Delhi elderly couple death: Under police watch, yet lonely, vulnerable
In 2018, according to police records 1,433 visits to the homes of senior citizens were made by the personnel of Delhi Police every day on an average. Yet, 61 senior citizens fell prey to heinous crimes.Updated: Jan 28, 2019 13:33 IST
The mysterious deaths of an elderly couple in a posh south Delhi neighbourhood has once again highlighted how the city’s senior citizens continue to remain vulnerable and lonely despite a host of steps taken by the police and government.
The couple was among 35,415 senior citizens who were under the watch of the Delhi Police and would be frequently visited by the local beat personnel.
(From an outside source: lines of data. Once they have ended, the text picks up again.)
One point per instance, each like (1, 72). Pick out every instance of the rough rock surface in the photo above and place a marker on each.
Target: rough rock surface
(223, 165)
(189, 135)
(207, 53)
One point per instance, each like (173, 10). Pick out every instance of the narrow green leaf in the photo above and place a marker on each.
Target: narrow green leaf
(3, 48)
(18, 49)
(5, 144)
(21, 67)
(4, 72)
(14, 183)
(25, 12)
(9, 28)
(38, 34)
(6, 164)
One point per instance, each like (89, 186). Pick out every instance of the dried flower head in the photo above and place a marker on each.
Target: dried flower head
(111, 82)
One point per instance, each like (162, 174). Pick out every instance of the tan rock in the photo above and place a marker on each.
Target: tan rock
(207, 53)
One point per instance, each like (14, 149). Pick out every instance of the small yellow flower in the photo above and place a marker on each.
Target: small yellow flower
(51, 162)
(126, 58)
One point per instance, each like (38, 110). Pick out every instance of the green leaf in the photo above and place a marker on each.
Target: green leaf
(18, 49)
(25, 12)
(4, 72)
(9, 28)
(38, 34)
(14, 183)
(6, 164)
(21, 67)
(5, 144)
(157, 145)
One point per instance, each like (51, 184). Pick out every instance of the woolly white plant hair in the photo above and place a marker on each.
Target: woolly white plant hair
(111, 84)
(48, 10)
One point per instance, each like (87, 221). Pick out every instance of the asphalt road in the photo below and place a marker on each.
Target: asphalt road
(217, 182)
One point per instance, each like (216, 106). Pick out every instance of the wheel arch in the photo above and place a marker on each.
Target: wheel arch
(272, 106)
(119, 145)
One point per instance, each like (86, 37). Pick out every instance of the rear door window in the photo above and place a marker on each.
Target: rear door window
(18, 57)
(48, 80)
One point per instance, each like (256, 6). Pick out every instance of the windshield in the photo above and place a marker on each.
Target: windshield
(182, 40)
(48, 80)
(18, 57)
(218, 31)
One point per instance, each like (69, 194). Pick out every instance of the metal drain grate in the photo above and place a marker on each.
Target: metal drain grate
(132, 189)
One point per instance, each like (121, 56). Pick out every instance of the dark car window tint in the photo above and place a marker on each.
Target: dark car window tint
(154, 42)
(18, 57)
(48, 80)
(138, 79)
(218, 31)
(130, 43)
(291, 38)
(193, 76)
Police regularly meet and call elderly citizens registered with them to ensure that they feel safe, are not harassed by anyone or suffer from depression.
Last year, according to police records 1,433 such visits to the homes of senior citizens were made by the police every day on an average. Yet, 61 senior citizens fell prey to heinous crimes. Most of the registered senior citizens are residents of the city’s posh neighbourhoods. Police said it is mainly the elders living in such neighbourhoods who are targeted by criminals. “Those living in the middle or lower economic neighbourhoods have their relatives and neighbours watching over them,” said a senior police officer.
“The upper-middle class neighbourhoods in Delhi have many elderly people living alone as their children are either settled abroad or in other Indian cities. They are seen as easy targets by the criminals. In many cases, we have also seen that they suffer from depression,” said the officer.
But the regular visits by the local police only have a limited role to play in dealing with the loneliness of the city’s elderly. That sense of loneliness makes the elderly even more vulnerable.
“We have often seen youngsters not having time for their elderly parents. Due to the absence of social interactions, the old people are ignorant of their vulnerability and end up allowing strangers inside their homes. That is why you will often find friendly entries into the houses of senior citizens who were murdered,” said Himanshu Rath, the founder chairman of Agewell Foundation.
JR Gupta, president of the Senior Citizen Council, says that the issues of loneliness and depression of the city’s elderly are catered to some extent by the presence of around 100 recreational centres for senior citizens. “These centres address the issue of neglect and loneliness,” said Gupta, adding that more such centres would be helpful.